Car nous n’avons pas encore pleinement conscience de ce qu’une information anodyne en apparence peut receler comme secret. Deux points qui se baladent sur une carte disent beaucoup. Sont-ils frères, conjoints, amants ? Tout cela peut être décelé sans même savoir qui ils sont. Des personnes habitent dans tel quartier et gagnent tant de revenu, il est quasiment possible de connaître leur bord politique et leurs lectures, donc leurs idées. Nous recélons tous des informations sur les autres qui peuvent nous sembler anodines mais n’en sont pas. Il m’a écrit à telle heure. Et si son employeur le savait ? Il m’a fait telle recommandation de restaurant. Mais comment connaît-il ce restaurant ? La duplicité est absolument partout. Nous ne pouvons pas l’éviter et c’est même une des clefs de nos sociétés actuelles, entièrement fondées sur la notion de vie privée et de secret. A tous les étages nous vivons dans le secret, dans les affaires intimes comme dans les affaires gouvernementales. C’est un principe de gouvernement. Quel gouvernement est fondé sur la transparence intégrale ? Une cité qui se renferme dans le secret.

Un autre chemin peut être le suivant : des informations très pertinentes nous sont envoyées dès le jour de la révélation et enfin toutes les asymétries d’information sont levées. La promesse vertueuse de la fin de la vie privée est là. Nous savons qui veut quoi et la machine nous montre la ligne droite pour accomplir nos désirs tout en amenant la société entière vers un optimum positif. Cela fait un peu penser à Pluribus, d’une autre manière.

Grâce à un partage exact des activités de chacun et de leur finalité, on peut par exemple savoir que telle personne passe ses journées à corriger les externalités négatives de telle autre personne, et que cette même personne n’a en réalité pas tellement d’activité à valeur ajoutée positive si ce n’est de répondre à telle ou telle pulsion. Le résultat peut alors être pour le bien-être général de leur fournir un revenu universel équivalent pour éviter qu’ils travaillent et fassent autre chose.

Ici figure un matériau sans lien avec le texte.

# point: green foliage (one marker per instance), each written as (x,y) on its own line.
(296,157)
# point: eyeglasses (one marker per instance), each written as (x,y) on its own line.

Pour quelle activité leur libère-t-on du temps ? C’est à déterminer. Commençons par les activités dont personne ne souhaite à la base, mais dans lesquelles tout le monde se fait prendre par contrainte collective. Et puis, les personnes qui voulaient faire ça mais s’en sont empêchées de par le regard des autres, attendu, se rendront compte qu’en réalité tout le monde s’en fout. Qu’on les aime pour autre chose, ou qu’on s’en désintéresse.

Mais la nouvelle donne de la transparence généralisée aura certainement fait basculer tout le monde dans un autre schéma mental. Notamment en apprenant ce que tout le monde fait pour pas grand-chose et le beaucoup trop d’argent que certains gagnent en ne faisant pas grand-chose.

Est-ce que cela nous conduira à la proposition de Piketty de lisser les revenus de tout le monde à hauteur de 5000 euros par mois ? Probablement pas, mais cela peut mettre beaucoup de gens en situation d’actif non actif à un revenu minimum qui se font du bien et font du bien rien qu’en vivant pour leur plaisir et celui des autres. Et cela peut permettre à ceux qui veulent gagner plus de faire des choses purement bénéfiques. Si on décide de les rémunérer.

Mais tout cela présuppose que la révélation ait engendré une prise de décision collective de cette nature. Ce qui ne peut être possible que si on a fait la preuve des gains que l’on peut en tirer.

Enfin, il y a fort à parier qu’un gain potentiel soit le matching ultime des personnes, non pas en fonction de ce qu’elles affichent sur les applis mais bien de leurs désirs profonds. On parle ici de ce qu’on a déjà appris en lisant le livre Everybody lies et qui se fondait sur les recherches Google des uns et des autres. A la lecture des résultats, il apparaît clairement que nous mentons tous aux sondages et probablement sur ce que nous exprimons en public et en ligne.

Peut-être que la frustration a du bon et que de ne pas répondre à ses pulsions également. Peut-être à l’inverse que vivre avec des personnes avec qui on partage les mêmes envies cachées peut retirer un fardeau énorme des épaules de l’humanité.